The Startup Story: An Entrepreneur's Journey from Idea to Exit
In The Startup Story: An Entrepreneur’s Journey from Idea to Exit, renowned serial entrepreneur Martin Warner takes a fledgling company all the way from zero to hero, selling it for $50 million after a mere 17 months. It’s a memoir of whirlwind entrepreneurial success, a nonfiction narrative that puts the reader in the CEO’s seat, giving readers the feel of what it’s really like to steer a company around the toughest of tracks and come out with a massive payday.
A mix of Wolf of Wall Street, The Big Short, and The Apprentice, The Startup Story reads like a novel but is strictly a true story packed with entrepreneurial insights. It is a rollercoaster ride through the heaven and hell of the tech business world, populated by geeks, pirates, conmen, tycoons, geniuses, and fools. Forced to do everything at warp speed, Warner chucks all the accumulated wisdom of his own Entrepreneur Seminar out of the window on his way to a holy grail exit.
Along the way, readers piece together an entrepreneurial how-to (and how-not-to) manual, with each chapter traversing the highs and the lows of founding a growing company. It shows the reader how to build a tech company out of pure desire and dogged willpower, combined with some timely expertise.
The short, hilarious and hair-raising history of Warner and his company, botObjects, provides a parable of the quintessential business experience packed with entrepreneurial insights and lessons to be learned.

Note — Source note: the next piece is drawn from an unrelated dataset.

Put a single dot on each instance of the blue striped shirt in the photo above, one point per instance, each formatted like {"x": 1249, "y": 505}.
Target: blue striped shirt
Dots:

"Part cautionary tale, part insider's spin, Startup Story contains both the frenzied work of design, development, funding, and production of an entrepreneur and the practical and linear guidance of a business-school! professor. The conflict and contrast can be a bit boggling in this work that is the tale of a 3-D-printer company, botObjects, as well as a how-to (or not-to} startup guide. It is Warner's awareness of these contrasts that is most instructive, imparting the struggle to remove emotion and employ theoretical understanding while immersed in the risk of innovation. This conflict is most striking as the story of botObjects winds down with the company's sale, revealing that all is not as it should be with substandard recording of the flurry of receipts that results from a sprint from concept to production. An engaging work for budding entrepreneurs looking to learn from others' experiences as well as readers curious about the evolution of the technologies that impact life now and in the future. Recommended for public- and academic-library business collections."